Maybe the most important and salient feature of Nuristan polyphony is the amazing richness of dissonant chords and intervals. Nuristan vocal (and instrumental) music is a true kingdom of secondal dissonances. This abundance of seconds is often derived from the leading melodies “jumping” over the drone. If you think of three independent parts being squeezed in the space of the fourth (or augmented fourth), it is not surprising that in some songs seconds are virtually the only interval you hear during the whole song.
As transcribed examples of Nuristan polyphony are very scarce, I am including here few examples, which I transcribed from the recordings made in Nuristan by Herman M. Pressl in 1968 and 1969. Not available on multi-microphone recordings, these recordings are not easy to transcribe.
The “typical” Nuristan polyphonic song is a three-part composition, with two lead melodies (mil-alol and at-alol, “lead” and “support” parts) and mostly movable drone (asamchilog, choir). 6/8 metre is the most widely spread. Very peculiar string instrument – wadzh (four string bowed harp, tuned usually into Lydian tetrachord with the augmented fourth and very characteristic chords, full of seconds) is also often used for the accompaniment of singing and drumming. The following excerpt represents these features:
I am presenting here only six bars from each song as three-bar structures dominate Nuristan polyphonic songs. The songs mostly consist of the ostinato-like repetition of these six-bar structures (3+3 bars).

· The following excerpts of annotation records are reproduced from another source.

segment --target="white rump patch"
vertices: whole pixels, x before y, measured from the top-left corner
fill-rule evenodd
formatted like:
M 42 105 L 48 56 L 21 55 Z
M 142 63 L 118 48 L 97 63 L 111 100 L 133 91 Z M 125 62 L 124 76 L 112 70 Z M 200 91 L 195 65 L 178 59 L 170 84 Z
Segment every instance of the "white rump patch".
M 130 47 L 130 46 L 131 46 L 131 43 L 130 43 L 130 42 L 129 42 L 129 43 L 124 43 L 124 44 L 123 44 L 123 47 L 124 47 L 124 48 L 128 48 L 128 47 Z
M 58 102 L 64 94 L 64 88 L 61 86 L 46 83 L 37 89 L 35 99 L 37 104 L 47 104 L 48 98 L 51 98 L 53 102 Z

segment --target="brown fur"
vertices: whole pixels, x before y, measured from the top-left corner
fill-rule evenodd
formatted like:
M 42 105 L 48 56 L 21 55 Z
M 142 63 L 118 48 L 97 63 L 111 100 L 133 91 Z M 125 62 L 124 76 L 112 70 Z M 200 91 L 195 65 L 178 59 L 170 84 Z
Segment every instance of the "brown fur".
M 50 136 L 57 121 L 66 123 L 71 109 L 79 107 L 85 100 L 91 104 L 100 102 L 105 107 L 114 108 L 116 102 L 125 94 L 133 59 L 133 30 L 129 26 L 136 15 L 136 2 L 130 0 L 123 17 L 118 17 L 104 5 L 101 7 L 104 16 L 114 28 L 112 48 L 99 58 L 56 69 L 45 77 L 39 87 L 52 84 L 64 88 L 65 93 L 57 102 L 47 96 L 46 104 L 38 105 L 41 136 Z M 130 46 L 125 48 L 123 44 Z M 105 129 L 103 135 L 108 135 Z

One of the voices (at the end of the repetitive three-bar phrase) is improvising the short motif that leads to the next repetition of the three-bar structure.

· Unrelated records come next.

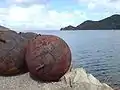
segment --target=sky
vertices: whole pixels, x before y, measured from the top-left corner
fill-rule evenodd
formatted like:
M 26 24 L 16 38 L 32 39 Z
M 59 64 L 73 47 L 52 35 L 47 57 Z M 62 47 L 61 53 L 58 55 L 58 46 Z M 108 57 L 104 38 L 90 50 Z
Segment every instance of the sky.
M 14 30 L 59 30 L 120 14 L 120 0 L 0 0 L 0 25 Z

The next example is in 5/8 metre with the typical secondal clashes between two parts. Song is accompanied by drumming (on the first and fourth beats of the five beat cycle):
These were so far examples of male polyphony. Women’s singing has the same features, and three-part singing is dominating. Here is the example of typical three-part polyphony from Nuristan women:
One of the songs from this collection is particularly interesting, as two versions of the same song (“Senkivar kasek”)` – were recorded in the same village on the same day. The first version is performed by women and the second is by mixed group. Most of the songs are sung by men and women separately. This kind of mixed performance might not be usual for Nuristanians, because this particular performance shows a bit of uncharacteristic features, and possibly even a “confusion” of the singers. It starts with the male lead and in the first phrase both man and women are singing the second “supporting” part. This is not traditional (to have more that one person singing any of the lead parts), and possibly both male and female singers are giving each other space, because for a while none of the “second soloists” is supporting the lead singer. Only about a minute later the female singer starts singing again the supporting lead part. Group of women also sing a drone in this version, and as women sing an octave higher, this version has uncharacteristically wide range of more than an octave. Second lead part, sung by a woman to the male lead part is very interesting. Instead of singing, as usual, a second lower from the lead melody, she follows the lead melody a seventh higher (singing the same notes, but an octave higher).
Nuristan polyphony is definitely one of the most isolated and interesting traditions of polyphony on our planet. We will discuss the unique features of Nuristan polyphony and its possible links to other polyphonic traditions in the second part of the book.